Melihat fenomena ini saya secara pribadi sangat mendukung kegiatan-kegiatan sosial di
tingkat masyarakat urban seperti Indonesia Berkebun, komunitas Peduli Anak Jalanan, ataupun
komunitas-komunitas sejenis yang secara langsung maupun tidak langsung ikut mendukung
perubahan lingkungan masyarakat. Menjadikan lingkungan setempat sedikit demi sedikit
memberikan kemudahan terhadap akses pada sumber pangan yang bervariasi yang tentunya murah,
menyehatkan, dan dapat diperoleh saat dibutuhkan. Gerakan-gerakan sosial semacam ini tidak
hanya memberikan perubahan terhadap akses masyrakat akan sumber pangan selain nasi, melainkan
di dalam setiap kegiatannya juga terkandung unsur penyadaran akan gaya hidup sehat. Pemerintah
pun perlu turut ambil bagian dalam hal ini dengan tidak hanya beriklan akan sumber pangan
alternatif selain nasi, melainkan ikut mempromotori kegiatan berorientasi penyediaan variasi
sumber pangan yang konkret dan berdampak pada berubahnya pola makan masyarakat yang tadinya
tidak menyehatkan menjadi lebih baik lagi. Kita perlu memikirkan dampak dari setiap tindakan kita
yang paling tidak memberikan kebermanfaatan bagi sesama, karena selama saya aktif menjadi
mahasiswa, hal terbesar yang sangat mempengaruhi lingkungan sekitar termasuk orang-orang
didalamnya adalah “dampak” yang ditimbulkan dari kegiatan itu.
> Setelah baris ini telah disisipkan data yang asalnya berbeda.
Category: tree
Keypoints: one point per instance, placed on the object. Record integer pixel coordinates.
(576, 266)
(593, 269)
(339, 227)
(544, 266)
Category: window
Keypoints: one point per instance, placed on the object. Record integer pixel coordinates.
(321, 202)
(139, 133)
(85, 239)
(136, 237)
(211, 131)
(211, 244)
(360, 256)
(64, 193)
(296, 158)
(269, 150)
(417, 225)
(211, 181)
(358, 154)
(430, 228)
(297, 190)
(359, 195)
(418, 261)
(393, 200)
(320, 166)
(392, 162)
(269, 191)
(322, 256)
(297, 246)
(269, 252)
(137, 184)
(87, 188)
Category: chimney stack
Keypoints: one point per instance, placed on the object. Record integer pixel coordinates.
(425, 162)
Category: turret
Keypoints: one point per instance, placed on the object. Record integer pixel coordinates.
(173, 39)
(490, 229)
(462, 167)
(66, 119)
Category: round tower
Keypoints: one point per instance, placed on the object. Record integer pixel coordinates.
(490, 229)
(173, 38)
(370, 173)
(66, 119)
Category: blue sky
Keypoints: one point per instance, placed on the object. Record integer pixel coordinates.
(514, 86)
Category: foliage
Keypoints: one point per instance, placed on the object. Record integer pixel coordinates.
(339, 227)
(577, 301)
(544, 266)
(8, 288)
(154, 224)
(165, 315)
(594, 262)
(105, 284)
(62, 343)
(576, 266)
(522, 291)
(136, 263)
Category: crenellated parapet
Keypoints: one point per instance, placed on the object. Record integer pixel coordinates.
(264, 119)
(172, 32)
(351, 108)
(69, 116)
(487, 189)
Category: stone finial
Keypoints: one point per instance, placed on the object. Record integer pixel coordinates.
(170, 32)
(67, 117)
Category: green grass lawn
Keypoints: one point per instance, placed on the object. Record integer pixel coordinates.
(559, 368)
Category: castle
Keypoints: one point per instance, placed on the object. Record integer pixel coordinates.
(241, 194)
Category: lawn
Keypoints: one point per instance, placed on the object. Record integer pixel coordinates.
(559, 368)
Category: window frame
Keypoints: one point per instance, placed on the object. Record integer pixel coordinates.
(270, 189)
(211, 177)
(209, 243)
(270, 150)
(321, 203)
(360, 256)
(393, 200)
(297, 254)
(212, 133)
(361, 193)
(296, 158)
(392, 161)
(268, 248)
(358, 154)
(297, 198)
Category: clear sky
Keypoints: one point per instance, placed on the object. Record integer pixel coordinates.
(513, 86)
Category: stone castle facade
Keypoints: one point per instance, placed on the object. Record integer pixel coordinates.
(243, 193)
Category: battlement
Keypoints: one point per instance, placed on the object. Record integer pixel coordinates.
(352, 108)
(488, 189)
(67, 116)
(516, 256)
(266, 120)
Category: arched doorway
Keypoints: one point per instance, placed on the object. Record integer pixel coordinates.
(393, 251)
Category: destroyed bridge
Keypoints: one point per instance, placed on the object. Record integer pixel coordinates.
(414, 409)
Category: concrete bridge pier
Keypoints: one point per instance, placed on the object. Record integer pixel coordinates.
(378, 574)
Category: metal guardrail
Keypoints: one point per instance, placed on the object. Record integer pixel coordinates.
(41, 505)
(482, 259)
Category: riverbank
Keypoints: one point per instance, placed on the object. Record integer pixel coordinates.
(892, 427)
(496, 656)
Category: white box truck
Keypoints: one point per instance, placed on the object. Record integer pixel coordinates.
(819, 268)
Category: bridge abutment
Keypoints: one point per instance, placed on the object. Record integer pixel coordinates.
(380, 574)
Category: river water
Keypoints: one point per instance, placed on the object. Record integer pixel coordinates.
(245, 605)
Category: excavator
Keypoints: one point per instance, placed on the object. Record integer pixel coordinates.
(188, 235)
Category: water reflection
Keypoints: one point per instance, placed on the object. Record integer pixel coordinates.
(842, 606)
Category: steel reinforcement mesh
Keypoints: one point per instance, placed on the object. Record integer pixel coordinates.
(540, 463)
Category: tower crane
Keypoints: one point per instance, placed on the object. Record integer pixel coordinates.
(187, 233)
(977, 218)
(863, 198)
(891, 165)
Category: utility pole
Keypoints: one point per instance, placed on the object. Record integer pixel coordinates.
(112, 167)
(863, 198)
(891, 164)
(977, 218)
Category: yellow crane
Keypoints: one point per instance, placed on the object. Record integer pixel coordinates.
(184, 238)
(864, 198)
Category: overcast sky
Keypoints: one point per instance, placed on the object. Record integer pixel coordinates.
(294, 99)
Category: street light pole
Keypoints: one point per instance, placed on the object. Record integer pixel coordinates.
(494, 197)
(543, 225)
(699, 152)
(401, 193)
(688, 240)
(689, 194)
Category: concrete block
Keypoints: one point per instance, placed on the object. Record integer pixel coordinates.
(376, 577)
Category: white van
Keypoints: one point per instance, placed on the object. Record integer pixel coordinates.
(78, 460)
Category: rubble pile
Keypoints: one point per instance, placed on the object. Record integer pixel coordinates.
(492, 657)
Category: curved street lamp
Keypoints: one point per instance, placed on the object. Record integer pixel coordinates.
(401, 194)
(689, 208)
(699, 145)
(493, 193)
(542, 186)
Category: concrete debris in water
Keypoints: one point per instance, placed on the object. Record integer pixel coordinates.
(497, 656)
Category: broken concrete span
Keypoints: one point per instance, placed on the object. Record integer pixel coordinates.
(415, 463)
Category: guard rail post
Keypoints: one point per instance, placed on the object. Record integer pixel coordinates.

Bukannya pencapaian dari tujuan
kegiatan yang memberi pengaruh signifikan, melainkan dampaknya.
Kita perlu melakukan lebih banyak lagi kegiatan sosial sejenis untuk mampu benar-benar
merubah lingkungan sekitar untuk mampu memberikan kemudahan akses sumber pangan yang
variatif dan menyehatkan disamping pemerintah juga dutuntut untuk terus meningkatkan
kesejahteraan masyarakatnya. Banyak hal yang dapat dilakukan mahasiswa untuk fenomena ini,
semisal teman-teman Psikologi membuat kegiatan sosial berupa pemanfaatan trend masyarakat
sekarang yang hampir selalu mengunggah foto menu makanannya via Instagram menjadi semacam
kampanye hidup sehat; teman-teman dari Teknologi Pengolahan Pangan tentunya dapat mencari
sumber pangan karbohidrat selain nasi yang mirip cita rasanya, kandungan gizi, serta harga yang
sama atau lebih murah dari beras. Yang kita butuhkan adalah keguyuban untuk merubah
lingkungan. Itulah mengapa aksi sosial menurut saya sebagai solusi yang efektif dan efisien selain
kebijakan pemerintah, karena kita adalah bangsa yang tersohor akan kesatuannya.